Yep. The wings and point distributions are slightly different but obviously much more similar to each other than the bigs. As you can see above these are wildly dissimilar approaches to assigning value and yet the different approaches turn out to be extremely well correlated with each other. There's more than one way to skin an apple, as the human saying goes.
Alright so let's look at our stats, all values given as per 48 minutes:
Labels Avg ws Max ws Min ws SD ws Avg wp Max wp Min wp SD wp
1 .0835 .1172 .0346 .0191 .1475 .2231 .0628 .0315
2 .0612 .1101 .0212 .0169 .1131 .1887 .0377 .0274
3 .0981 .1479 .0515 .0180 .1711 .2524 .1034 .0289
4 .1064 .1434 .0611 .0167 .1251 .1986 .0480 .0293
5 .1700 .2141 .1237 .0174 .2290 .3057 .1468 .0279
6 .0824 .1431 .0108 .0264 .1387 .2479 .0256 .0420
7 .0571 .1211 .0009 .0281 .1076 .2141 .0011 .0473
8 .0934 .1526 .0219 .0249 .1668 .2735 .0592 .0383
9 .1015 .1427 .0409 .0231 .1216 .1852 .0312 .0374
10 .1705 .2131 .1142 .0221 .2351 .3079 .1362 .0362
Total .1024 .2141 .0009 .0430 .1556 .3079 .0011 .0557
sb pwb max-avg avg-min stdevp mp max-avg avg-min stdevp
s p .0337 .0489 .0191 2788 .0756 .0847 .0315
s w .0489 .0400 .0169 2788 .0756 .0754 .0274
s w .0498 .0466 .0180 2788 .0813 .0677 .0289
s b .0370 .0453 .0167 2624 .0735 .0771 .0293
s b .0441 .0462 .0174 2624 .0767 .0823 .0279
b p .0607 .0716 .0264 1148 .1092 .1131 .0420
b w .0640 .0562 .0281 1148 .1064 .1065 .0473
b w .0592 .0716 .0249 1148 .1067 .1076 .0383
b b .0412 .0606 .0231 1312 .0636 .0905 .0374
b b .0426 .0563 .0221 1312 .0728 .0990 .0362
x x .0481 .0543 .0213 x .0841 .0904 .0346
There's a lot going on here.
Most relevant to our interests, the standard deviation is roughly inversely proportional to minutes played: the more minutes a player plays, the less uncertain we should be about his composite stats. That's good! It would be really disconcerting (not to mention annoying) if it was the opposite! At the same time, slight differences in minutes played show only small effects: all starters have about the same standard deviations, same for all backups.
For each stat the distribution is not quite symmetrical, the lower bound is slightly larger than the upper bound on average. The computations are clearly nonlinear so it's not surprising to have nonlinear effects here, but it's nice to know that they're relatively small: some players even saw the opposite. If we had to have different rules for different player qualities it would be annoying.

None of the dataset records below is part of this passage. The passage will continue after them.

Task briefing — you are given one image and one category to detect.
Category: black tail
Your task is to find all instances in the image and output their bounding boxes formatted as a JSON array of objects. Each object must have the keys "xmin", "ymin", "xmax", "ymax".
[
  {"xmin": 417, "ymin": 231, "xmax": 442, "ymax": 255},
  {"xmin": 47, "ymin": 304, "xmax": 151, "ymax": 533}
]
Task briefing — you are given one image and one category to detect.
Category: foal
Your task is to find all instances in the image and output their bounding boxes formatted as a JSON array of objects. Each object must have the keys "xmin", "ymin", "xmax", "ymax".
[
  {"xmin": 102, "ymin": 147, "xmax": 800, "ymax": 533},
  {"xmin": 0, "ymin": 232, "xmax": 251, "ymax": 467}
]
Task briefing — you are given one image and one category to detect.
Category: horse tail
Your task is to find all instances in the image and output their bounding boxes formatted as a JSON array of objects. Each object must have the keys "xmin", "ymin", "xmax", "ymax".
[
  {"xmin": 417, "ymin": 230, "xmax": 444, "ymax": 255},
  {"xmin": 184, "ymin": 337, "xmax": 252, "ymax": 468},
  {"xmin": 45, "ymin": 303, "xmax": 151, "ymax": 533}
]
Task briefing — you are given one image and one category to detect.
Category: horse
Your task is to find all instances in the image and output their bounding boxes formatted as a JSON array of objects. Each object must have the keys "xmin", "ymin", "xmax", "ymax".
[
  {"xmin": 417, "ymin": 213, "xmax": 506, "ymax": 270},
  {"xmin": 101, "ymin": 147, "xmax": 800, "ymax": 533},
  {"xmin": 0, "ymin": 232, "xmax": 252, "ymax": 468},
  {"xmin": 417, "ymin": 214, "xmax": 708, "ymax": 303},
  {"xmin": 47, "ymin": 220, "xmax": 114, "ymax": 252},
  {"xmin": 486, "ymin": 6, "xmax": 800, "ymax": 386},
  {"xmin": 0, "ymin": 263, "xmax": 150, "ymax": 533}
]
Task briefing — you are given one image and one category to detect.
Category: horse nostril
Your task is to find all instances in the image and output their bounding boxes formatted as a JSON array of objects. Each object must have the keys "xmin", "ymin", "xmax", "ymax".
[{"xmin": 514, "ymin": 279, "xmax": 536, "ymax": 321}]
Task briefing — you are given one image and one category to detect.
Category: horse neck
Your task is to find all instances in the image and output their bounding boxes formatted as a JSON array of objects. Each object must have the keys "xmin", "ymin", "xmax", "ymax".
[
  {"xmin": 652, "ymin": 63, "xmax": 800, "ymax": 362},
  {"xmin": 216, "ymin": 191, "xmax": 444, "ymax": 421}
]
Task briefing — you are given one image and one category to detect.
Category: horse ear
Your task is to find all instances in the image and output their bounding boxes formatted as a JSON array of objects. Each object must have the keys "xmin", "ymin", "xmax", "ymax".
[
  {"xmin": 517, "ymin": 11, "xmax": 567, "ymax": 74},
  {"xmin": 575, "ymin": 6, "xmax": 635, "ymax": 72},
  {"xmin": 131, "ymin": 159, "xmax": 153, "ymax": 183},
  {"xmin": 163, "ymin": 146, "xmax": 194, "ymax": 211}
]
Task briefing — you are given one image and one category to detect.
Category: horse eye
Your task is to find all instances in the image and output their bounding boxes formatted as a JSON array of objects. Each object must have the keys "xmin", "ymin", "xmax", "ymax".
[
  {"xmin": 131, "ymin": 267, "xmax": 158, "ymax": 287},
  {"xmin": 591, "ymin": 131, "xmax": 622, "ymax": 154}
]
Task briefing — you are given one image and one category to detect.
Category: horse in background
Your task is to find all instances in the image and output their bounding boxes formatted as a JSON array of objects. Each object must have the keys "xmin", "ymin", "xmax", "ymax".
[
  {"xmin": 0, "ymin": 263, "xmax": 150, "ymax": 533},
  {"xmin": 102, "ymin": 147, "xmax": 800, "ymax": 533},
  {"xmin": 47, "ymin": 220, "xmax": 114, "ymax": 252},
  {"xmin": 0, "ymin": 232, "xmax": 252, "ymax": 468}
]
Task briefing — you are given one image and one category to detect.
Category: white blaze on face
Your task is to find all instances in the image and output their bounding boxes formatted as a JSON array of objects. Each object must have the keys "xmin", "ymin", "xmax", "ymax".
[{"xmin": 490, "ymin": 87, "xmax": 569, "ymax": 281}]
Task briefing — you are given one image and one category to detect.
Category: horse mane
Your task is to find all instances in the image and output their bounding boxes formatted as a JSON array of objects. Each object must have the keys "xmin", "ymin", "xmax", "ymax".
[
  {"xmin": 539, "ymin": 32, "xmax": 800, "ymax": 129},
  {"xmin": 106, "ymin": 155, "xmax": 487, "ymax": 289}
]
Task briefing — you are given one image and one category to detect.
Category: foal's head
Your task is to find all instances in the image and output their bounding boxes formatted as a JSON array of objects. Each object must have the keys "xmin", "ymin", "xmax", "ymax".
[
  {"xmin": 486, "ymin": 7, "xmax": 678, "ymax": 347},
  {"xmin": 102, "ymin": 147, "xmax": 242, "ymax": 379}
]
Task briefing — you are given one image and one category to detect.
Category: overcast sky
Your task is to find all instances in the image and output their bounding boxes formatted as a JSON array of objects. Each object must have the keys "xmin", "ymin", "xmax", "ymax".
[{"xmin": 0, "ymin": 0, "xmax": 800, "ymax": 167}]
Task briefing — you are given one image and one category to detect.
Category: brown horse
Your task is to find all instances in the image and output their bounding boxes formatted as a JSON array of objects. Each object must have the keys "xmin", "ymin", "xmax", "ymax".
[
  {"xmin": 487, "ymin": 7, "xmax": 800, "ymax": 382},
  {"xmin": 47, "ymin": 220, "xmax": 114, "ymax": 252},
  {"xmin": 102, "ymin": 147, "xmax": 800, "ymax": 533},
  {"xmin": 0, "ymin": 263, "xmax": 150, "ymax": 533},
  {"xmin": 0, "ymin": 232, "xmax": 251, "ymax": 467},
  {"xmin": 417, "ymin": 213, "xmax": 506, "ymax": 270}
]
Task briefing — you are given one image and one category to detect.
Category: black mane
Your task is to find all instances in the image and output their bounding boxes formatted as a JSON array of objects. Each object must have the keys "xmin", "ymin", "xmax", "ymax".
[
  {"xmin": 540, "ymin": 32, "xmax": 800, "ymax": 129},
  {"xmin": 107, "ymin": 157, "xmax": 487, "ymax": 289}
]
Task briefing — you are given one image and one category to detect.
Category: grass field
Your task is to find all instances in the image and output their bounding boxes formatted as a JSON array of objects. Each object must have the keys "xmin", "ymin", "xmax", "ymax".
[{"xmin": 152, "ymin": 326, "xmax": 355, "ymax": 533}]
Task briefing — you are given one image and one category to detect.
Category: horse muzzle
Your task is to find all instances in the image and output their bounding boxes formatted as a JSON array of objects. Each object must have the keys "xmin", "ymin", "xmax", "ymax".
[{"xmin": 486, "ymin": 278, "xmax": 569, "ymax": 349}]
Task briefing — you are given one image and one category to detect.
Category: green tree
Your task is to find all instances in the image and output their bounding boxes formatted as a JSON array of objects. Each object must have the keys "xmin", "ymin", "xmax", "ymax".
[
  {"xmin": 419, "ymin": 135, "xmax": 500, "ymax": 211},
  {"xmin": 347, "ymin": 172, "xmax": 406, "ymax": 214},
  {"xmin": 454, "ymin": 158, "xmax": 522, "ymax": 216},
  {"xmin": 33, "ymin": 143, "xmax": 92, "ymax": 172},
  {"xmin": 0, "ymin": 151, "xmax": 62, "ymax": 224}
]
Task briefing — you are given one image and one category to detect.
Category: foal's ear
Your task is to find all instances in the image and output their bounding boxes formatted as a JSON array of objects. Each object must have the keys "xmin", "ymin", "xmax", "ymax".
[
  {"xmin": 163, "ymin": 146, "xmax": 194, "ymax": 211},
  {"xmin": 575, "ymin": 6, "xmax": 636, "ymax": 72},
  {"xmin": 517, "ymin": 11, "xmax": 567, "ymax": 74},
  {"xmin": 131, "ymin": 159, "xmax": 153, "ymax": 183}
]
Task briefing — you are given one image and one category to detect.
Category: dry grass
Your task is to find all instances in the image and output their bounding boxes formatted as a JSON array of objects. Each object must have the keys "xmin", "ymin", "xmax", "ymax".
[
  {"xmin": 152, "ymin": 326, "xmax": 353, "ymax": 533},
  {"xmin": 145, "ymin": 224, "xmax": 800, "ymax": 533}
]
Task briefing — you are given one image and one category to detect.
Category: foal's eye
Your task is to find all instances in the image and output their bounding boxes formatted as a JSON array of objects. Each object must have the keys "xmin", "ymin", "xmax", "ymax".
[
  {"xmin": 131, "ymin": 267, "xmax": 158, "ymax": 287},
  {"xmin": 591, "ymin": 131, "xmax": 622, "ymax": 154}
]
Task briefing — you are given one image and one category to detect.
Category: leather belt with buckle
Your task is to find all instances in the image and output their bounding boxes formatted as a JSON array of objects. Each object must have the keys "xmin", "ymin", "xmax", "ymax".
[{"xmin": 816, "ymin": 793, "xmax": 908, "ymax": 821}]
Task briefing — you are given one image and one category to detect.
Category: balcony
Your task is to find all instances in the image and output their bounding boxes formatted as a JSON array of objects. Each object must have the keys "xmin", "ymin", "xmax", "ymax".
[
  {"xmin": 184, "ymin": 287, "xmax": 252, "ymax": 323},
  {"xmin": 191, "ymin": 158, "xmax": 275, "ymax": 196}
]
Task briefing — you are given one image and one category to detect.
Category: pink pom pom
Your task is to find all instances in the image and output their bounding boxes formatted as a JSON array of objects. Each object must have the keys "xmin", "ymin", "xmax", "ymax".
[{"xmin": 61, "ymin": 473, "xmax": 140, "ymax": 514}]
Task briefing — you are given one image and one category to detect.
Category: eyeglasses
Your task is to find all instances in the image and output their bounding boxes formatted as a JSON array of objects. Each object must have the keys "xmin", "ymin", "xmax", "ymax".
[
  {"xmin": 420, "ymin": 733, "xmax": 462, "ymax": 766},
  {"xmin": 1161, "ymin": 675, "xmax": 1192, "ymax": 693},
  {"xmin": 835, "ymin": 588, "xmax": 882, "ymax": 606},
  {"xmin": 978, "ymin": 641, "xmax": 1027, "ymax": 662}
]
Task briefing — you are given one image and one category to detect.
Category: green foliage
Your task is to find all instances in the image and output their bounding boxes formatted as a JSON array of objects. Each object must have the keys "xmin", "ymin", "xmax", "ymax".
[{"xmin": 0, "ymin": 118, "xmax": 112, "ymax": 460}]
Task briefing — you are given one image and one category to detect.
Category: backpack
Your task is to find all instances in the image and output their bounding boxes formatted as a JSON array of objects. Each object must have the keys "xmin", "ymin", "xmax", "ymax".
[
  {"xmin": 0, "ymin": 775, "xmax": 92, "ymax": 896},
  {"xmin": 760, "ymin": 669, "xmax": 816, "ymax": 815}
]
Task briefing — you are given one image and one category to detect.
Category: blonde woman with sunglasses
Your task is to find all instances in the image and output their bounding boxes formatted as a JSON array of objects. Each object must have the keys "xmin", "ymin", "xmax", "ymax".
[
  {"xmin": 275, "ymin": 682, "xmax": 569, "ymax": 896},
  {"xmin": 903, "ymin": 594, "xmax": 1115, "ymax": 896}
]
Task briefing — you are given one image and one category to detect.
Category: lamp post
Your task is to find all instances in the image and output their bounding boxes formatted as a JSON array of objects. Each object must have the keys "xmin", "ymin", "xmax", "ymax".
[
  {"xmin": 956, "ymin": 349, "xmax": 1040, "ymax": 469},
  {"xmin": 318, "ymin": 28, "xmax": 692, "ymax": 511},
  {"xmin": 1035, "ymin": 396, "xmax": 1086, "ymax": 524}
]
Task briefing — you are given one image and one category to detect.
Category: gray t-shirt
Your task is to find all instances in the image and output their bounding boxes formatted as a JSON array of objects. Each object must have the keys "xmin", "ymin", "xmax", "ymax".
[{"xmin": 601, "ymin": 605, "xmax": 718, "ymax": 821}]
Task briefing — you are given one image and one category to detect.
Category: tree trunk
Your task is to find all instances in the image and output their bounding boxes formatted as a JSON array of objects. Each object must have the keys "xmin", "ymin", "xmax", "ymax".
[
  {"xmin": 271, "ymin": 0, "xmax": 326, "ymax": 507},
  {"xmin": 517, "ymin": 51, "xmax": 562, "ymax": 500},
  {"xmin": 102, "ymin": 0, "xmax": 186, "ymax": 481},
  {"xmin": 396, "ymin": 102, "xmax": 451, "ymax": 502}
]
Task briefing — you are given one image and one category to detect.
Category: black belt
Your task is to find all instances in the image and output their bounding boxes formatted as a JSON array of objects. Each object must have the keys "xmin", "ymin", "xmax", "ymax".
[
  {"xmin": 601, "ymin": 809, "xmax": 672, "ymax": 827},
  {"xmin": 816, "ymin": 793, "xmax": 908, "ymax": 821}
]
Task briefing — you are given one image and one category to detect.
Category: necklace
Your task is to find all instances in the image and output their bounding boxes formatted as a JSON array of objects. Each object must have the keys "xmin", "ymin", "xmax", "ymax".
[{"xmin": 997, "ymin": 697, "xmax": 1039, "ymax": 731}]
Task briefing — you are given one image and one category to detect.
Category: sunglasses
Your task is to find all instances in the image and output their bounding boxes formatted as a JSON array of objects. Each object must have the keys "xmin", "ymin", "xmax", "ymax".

Tagging on to that point, there is no relationship between overall values in either stat and standard deviations. The shooting guard produced about a third of the Win Shares per 48 minutes of the center, but their standard deviations are almost identical. There was no a priori reason to believe this would happen but it did, which is very nice.
The backups and starters are extremely well correlated in both stats, with R^2s of .9981 and .9955 respectively. We
did have an a priori reason to believe this would be the case, because the backups and starters are identical to each other, so it's good that this happened. We didn't expect perfect correlation because the whole point of this exercise was that randomness was involved, but nearly perfect is great.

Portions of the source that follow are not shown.